But the charm of Paracelsus is in his humour, his mother-wit. He was blamed for consorting with boors in pot-houses; blamed for writing in racy German, instead of bad school-Latin: but you can hardly read a chapter, either of his German or his dog-Latin, without finding many a good thing—witty and weighty, though often not a little coarse. He talks in parables. He draws illustrations, like Socrates of old, from the commonest and the oddest matters to enforce the weightiest truths. “Fortune and misfortune,” he says, for instance nobly enough, “are not like snow and wind, they must be deduced and known from the secrets of nature. Therefore misfortune is ignorance, fortune is knowledge. The man who walks out in the rain is not unfortunate if he gets a ducking.”
“Nature,” he says again, “makes the text, and the medical man adds the gloss; but the two fit each other no better than a dog does a bath;” and again, when he is arguing against the doctors who hated chemistry—“Who hates a thing which has hurt nobody? Will you complain of a dog for biting you, if you lay hold of his tail? Does the emperor send the thief to the gallows, or the thing which he has stolen? The thief, I think. Therefore science should not be despised on account of some who know nothing about it.” You will say the reasoning is not very clear, and indeed the passage, like too many more, smacks strongly of wine and laudanum. But such is his quaint racy style. As humorous a man, it seems to me, as you shall meet with for many a day; and where there is humour there is pretty sure to be imagination, tenderness, and depth of heart.

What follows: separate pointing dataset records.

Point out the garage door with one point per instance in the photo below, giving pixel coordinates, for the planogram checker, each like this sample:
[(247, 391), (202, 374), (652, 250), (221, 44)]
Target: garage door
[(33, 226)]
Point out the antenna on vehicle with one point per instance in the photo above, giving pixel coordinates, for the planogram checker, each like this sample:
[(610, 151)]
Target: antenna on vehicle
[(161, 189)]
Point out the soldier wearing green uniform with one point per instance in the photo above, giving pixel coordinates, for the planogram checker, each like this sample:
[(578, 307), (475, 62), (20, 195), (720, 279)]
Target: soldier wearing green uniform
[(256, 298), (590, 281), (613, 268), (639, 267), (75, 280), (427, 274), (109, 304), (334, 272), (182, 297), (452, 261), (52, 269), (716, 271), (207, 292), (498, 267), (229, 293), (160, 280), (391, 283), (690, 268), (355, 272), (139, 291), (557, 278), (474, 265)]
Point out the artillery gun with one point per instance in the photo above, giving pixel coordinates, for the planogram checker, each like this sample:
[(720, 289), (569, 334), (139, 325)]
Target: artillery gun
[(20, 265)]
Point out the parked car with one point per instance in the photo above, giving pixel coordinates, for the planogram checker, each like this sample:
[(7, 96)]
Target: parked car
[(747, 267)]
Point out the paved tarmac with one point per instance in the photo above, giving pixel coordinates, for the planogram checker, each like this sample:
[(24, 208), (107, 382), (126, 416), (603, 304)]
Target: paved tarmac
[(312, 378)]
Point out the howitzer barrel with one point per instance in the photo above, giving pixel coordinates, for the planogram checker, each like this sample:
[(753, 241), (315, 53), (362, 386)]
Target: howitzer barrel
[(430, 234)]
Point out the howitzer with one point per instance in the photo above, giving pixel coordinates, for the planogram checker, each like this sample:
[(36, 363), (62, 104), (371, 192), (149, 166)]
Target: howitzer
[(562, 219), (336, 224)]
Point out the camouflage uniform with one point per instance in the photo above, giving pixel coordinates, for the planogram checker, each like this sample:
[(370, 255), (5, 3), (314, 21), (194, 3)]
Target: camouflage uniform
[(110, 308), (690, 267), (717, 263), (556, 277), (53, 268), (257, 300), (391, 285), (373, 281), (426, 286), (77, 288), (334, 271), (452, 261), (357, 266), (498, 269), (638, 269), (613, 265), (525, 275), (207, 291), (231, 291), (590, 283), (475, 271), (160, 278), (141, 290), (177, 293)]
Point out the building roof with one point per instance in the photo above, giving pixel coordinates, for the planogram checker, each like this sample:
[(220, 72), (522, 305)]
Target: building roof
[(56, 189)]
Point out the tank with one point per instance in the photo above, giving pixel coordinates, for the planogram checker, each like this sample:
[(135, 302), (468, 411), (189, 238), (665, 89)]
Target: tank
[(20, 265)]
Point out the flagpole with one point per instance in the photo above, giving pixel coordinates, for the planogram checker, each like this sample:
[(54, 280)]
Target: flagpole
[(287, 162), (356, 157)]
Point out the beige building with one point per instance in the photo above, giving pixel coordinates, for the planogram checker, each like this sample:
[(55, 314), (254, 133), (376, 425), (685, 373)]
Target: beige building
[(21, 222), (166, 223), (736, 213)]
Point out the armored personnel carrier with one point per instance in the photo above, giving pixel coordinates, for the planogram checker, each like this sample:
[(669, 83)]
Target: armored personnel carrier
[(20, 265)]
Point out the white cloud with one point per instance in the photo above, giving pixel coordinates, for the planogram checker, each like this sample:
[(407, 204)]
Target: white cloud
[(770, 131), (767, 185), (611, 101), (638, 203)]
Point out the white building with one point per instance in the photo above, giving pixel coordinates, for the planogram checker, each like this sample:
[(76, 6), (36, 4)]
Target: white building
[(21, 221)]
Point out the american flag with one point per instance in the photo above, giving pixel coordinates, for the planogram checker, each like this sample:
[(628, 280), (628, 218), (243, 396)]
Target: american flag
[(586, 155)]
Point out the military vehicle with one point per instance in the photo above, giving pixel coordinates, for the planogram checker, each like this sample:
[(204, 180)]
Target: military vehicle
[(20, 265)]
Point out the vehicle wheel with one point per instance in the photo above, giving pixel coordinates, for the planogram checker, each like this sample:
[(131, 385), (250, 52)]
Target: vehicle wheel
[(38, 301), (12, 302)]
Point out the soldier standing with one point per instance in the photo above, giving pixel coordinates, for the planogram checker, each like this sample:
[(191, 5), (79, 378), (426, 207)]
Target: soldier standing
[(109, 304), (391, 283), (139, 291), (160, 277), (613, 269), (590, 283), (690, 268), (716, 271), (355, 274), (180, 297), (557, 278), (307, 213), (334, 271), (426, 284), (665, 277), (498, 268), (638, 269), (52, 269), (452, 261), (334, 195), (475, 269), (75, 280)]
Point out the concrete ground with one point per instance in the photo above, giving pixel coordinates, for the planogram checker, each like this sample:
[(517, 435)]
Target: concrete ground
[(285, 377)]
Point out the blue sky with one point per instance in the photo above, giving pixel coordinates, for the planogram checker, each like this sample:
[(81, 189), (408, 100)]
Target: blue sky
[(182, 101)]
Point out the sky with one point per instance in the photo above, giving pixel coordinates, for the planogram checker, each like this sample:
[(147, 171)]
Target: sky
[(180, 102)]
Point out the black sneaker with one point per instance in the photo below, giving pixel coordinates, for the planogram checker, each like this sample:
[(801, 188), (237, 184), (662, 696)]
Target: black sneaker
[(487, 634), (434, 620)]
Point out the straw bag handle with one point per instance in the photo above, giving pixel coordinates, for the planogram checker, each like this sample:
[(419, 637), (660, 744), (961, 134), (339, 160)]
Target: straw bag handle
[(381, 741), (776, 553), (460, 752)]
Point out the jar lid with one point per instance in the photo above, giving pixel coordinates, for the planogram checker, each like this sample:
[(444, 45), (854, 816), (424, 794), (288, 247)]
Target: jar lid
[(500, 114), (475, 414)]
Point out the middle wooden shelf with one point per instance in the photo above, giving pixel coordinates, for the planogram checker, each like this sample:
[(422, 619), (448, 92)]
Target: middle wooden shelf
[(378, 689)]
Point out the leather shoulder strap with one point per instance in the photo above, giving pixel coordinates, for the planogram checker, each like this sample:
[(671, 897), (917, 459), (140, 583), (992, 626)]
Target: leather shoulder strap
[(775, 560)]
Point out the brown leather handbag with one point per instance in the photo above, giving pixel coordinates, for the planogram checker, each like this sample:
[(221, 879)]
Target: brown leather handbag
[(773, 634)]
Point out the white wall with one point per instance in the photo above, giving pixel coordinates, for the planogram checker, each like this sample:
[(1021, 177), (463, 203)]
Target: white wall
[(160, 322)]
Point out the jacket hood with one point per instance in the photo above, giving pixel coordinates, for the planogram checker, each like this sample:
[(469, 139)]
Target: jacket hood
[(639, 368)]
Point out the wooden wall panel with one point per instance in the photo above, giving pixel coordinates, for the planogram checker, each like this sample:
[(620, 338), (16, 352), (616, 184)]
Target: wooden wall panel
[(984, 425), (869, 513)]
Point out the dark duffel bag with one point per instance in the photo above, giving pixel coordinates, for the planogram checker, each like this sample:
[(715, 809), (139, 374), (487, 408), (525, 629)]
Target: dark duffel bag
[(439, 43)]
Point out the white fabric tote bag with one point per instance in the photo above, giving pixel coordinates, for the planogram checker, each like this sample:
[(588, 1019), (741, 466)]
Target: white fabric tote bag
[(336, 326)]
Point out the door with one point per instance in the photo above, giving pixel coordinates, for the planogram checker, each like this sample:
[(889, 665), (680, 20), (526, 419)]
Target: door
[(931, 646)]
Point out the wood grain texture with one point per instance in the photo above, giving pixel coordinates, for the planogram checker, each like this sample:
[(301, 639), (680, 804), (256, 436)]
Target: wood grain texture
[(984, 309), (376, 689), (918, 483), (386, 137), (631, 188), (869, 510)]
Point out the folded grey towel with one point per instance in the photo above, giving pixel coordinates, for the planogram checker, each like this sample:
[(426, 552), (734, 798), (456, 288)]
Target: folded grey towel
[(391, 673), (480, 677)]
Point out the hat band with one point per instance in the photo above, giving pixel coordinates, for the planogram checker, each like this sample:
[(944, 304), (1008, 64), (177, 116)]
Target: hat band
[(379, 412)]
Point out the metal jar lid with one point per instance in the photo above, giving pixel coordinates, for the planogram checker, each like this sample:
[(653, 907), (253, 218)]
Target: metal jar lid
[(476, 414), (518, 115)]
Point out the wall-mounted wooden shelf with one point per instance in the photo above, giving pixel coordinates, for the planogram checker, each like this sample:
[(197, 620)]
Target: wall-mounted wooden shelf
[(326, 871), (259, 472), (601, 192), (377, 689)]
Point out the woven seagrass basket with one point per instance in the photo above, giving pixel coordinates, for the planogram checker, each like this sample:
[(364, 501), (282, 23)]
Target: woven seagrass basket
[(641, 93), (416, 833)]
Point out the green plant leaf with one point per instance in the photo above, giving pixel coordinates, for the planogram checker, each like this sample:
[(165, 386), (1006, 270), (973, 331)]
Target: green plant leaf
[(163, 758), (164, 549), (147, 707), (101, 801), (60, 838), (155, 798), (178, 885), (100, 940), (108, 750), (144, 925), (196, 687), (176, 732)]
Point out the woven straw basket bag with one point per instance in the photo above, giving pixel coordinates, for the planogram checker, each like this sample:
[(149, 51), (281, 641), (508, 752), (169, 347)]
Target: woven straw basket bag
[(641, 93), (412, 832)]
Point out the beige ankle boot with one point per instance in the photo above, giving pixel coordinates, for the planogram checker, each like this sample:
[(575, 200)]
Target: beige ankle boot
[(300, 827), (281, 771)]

As for his notions of what a man of science should be, the servant of God, and of Nature—which is the work of God—using his powers not for money, not for ambition, but in love and charity, as he says, for the good of his fellow-man—on that matter Paracelsus is always noble. All that Mr. Browning has conceived on that point, all the noble speeches which he has put into Paracelsus’s mouth, are true to his writings. How can they be otherwise, if Mr. Browning set them forth—a genius as accurate and penetrating as he is wise and pure?
But was Paracelsus a drunkard after all?
Gentlemen, what concern is that of yours or mine? I have gone into the question, as Mr. Browning did, cannot say, and don’t care to say.
Oporinus, who slandered him so cruelly, recanted when Paracelsus was dead, and sang his praises—too late. But I do not read that he recanted the charge of drunkenness. His defenders allow it, only saying that it was the fault not of him alone, but of all Germans. But if so, why was he specially blamed for what certainly others did likewise? I cannot but fear from his writings, as well as from common report, that there was something wrong with the man. I say only something. Against his purity there never was a breath of suspicion. He was said to care nothing for women; and even that was made the subject of brutal jests and lies. But it may have been that, worn out with toil and poverty, he found comfort in that laudanum which he believed to be the arcanum—the very elixir of life; that he got more and more into the habit of exciting his imagination with the narcotic, and then, it may be, when the fit of depression followed, he strung his nerves up again by wine. It may have been so. We have had, in the last generation, an exactly similar case in a philosopher, now I trust in heaven, and to whose genius I owe too much to mention his name here.
But that Paracelsus was a sot I cannot believe. That face of his, as painted by the great Tintoretto, is not the face of a drunkard, quack, bully, but of such a man as Browning has conceived. The great globular brain, the sharp delicate chin, is not that of a sot. Nor are those eyes, which gleam out from under the deep compressed brow, wild, intense, hungry, homeless, defiant, and yet complaining, the eyes of a sot—but rather the eyes of a man who struggles to tell a great secret, and cannot find words for it, and yet wonders why men cannot understand, will not believe what seems to him as clear as day—a tragical face, as you well can see.
God keep us all from making our lives a tragedy by one great sin. And now let us end this sad story with the last words which Mr. Browning puts into the mouth of Paracelsus, dying in the hospital at Salzburg, which have come literally true:
Meanwhile, I have done well though not all well.
As yet men cannot do without contempt;
’Tis for their good; and therefore fit awhile
That they reject the weak and scorn the false,
Rather than praise the strong and true in me:
But after, they will know me. If I stoop
Into a dark tremendous sea of cloud,
It is but for a time. I press God’s lamp
Close to my breast; its splendour, soon or late,
Will pierce the gloom. I shall emerge one day.